工藤:今いろいろとヒントがあって、確かにやりたいことはいいのだけれど、具体的にどうするかとか、党のガバナンスとか、政策を決定、実行するプロセスもきちんと出してほしいとか、あとは財源の経済的な辻褄をちゃんと合わせる、それを説明する責任があるとか、そういう形で迫っていかないとダメですよね。西沢さんどうですか。
西沢:今、鈴木さんが言われた通り、例えば言論NPOで政治家を呼んで話を聞くとしても、「あなたの言っていることは党の公式見解ですか、あなたの個人見解ですか」ときちんと峻別した方がいいと思います。その場では個人の意見でかっこいいことを言いますけれども、党に戻ったら誰もそんなことは認識していない、というのでは困りますから、きちんと峻別する。政策に関しては、民間サイド、あるいは政府の公式機関を使って財政検証をしていくというのが重要だと思いますね。

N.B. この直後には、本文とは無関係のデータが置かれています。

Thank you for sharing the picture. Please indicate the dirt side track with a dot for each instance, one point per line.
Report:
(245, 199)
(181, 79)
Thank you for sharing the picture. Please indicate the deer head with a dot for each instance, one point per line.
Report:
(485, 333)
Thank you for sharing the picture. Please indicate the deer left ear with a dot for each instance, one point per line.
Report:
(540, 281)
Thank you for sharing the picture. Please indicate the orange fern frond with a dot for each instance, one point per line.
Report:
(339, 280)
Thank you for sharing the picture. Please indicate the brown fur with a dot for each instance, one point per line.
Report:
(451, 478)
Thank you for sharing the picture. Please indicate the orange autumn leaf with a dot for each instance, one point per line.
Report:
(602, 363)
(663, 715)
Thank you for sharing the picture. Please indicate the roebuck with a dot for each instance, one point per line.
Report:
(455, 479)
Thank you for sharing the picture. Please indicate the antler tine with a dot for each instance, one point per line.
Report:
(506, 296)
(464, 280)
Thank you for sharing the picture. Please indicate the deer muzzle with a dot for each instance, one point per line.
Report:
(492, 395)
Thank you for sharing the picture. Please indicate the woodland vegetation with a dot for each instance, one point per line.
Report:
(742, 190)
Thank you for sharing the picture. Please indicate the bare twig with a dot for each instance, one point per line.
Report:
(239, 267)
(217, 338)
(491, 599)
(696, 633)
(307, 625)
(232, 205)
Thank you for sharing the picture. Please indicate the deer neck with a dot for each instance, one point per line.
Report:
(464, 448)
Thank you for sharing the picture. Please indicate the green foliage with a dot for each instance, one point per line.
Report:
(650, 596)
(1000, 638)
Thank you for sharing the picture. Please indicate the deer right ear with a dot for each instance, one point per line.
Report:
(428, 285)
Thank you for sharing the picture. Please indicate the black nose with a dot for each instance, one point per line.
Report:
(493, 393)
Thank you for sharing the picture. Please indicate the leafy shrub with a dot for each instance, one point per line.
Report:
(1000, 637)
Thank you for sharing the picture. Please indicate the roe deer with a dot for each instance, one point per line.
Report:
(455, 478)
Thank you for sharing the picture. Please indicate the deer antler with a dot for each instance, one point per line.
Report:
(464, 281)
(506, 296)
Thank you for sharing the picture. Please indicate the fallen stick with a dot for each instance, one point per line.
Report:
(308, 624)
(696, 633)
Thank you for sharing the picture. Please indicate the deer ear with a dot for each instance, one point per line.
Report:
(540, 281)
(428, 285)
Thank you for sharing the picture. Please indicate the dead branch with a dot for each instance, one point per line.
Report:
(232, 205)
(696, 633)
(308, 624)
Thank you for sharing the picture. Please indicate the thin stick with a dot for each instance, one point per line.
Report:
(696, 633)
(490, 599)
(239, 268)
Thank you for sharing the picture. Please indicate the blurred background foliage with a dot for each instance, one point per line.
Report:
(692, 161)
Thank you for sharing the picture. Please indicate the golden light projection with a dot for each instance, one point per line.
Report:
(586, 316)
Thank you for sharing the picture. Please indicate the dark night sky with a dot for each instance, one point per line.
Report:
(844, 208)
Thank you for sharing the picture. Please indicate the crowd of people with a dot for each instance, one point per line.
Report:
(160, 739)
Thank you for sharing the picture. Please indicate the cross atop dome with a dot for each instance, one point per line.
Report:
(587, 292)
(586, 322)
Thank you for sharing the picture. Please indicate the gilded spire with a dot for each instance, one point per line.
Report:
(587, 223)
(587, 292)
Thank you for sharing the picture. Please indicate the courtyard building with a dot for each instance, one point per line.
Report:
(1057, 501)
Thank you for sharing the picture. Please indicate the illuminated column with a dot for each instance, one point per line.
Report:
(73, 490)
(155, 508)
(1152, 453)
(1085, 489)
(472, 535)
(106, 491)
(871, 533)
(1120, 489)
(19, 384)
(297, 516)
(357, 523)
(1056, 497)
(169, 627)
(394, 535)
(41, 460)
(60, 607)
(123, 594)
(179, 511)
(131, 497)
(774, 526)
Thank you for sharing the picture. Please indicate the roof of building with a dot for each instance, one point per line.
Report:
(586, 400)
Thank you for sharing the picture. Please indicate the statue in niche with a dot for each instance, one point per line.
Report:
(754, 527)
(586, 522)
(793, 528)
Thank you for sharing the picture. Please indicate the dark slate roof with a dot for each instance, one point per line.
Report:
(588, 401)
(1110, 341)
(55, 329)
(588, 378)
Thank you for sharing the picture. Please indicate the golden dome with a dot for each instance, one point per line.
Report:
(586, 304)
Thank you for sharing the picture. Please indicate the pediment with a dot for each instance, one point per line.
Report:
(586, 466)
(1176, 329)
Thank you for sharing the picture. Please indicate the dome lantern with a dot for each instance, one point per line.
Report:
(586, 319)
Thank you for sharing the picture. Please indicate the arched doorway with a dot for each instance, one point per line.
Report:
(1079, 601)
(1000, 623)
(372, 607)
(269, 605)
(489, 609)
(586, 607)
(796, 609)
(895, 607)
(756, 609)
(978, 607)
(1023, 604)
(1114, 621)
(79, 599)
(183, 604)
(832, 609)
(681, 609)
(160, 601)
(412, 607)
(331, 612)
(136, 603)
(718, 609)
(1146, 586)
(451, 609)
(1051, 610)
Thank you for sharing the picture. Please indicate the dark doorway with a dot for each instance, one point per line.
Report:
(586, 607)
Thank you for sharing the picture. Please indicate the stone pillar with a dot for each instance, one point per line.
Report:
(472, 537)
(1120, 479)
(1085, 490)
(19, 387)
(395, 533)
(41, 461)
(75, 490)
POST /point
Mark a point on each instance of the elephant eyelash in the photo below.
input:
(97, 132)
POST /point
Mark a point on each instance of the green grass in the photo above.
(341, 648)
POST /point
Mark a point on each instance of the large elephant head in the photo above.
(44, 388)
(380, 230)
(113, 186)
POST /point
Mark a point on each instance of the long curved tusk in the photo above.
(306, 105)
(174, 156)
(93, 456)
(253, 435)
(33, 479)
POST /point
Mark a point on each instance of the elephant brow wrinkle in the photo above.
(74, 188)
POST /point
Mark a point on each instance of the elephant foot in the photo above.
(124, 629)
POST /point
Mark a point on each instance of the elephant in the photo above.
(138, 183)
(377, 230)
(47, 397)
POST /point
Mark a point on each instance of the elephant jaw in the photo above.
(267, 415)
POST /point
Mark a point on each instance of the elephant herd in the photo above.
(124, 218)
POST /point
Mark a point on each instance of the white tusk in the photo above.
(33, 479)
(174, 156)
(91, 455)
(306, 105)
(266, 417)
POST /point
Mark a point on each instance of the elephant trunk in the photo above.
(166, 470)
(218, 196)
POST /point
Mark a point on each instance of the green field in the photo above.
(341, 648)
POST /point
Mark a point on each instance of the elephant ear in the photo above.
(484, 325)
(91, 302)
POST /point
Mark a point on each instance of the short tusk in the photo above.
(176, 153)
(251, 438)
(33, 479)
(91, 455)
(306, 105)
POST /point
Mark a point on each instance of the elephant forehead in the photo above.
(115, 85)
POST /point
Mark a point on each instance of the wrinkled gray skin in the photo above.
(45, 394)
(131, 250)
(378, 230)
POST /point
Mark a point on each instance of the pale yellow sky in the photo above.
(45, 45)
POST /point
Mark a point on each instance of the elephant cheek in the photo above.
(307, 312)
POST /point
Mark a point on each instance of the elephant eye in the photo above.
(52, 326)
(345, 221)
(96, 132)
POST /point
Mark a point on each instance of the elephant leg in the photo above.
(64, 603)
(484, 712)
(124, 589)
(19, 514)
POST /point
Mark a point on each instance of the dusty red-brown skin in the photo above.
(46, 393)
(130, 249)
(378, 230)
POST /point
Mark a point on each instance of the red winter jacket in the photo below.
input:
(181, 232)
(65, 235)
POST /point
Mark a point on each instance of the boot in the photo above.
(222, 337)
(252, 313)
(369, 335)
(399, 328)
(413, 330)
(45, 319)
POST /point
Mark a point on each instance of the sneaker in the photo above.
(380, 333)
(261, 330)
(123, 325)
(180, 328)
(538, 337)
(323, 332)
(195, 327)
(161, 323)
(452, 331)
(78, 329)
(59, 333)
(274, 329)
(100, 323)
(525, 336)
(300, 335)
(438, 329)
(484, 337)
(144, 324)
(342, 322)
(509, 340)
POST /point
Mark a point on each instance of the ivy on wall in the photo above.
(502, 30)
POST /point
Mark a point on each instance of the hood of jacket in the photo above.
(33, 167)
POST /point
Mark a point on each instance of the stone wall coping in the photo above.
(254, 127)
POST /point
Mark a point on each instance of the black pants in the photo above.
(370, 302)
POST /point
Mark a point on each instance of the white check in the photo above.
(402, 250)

工藤:今回の選挙、もう失敗は許されないでしょう。ただ少なくとも、鈴木さん、西沢さんがおっしゃったように、もう(財政が)もたない、しかも私たちが覚悟しないといけないのは超高齢化社会を目の前にしているわけで、それに対してまったく目をつぶっているということはあり得ないですよね。ということは、今回、社会保障の問題を大きな争点にしていかないといけない、ということでよろしいでしょうか。
西沢・鈴木:まったくその通りですね。
工藤:これ(6つの争点に関する議論)はまだまだやっていきます。私は今日の話を踏まえて、政治家に何を聞けばいいのかをもう一度整理しますので、また参加していただいて、(別の)いろんな人たちにも参加していただいて、今度はきちんと、"許さない"という感じで。ただ批判するだけではないのですよね。ちゃんとそれを課題解決できるような仕組みに持っていかないといけないので、そういう形でやっていきたいと思っています。今日は第1回目で社会保障の議論をやりました。残り5つの問題も次々とやっていきますが、これはやはり、有権者が自分たちの問題として考えようという動きがない限り、政治家に途中でごまかされてしまう。こういう状況はもう絶対に勘弁したいと思っていますので、ぜひ私たちの動きに関心を持って見ていただきたいと思っております。今日はどうもありがとうございました。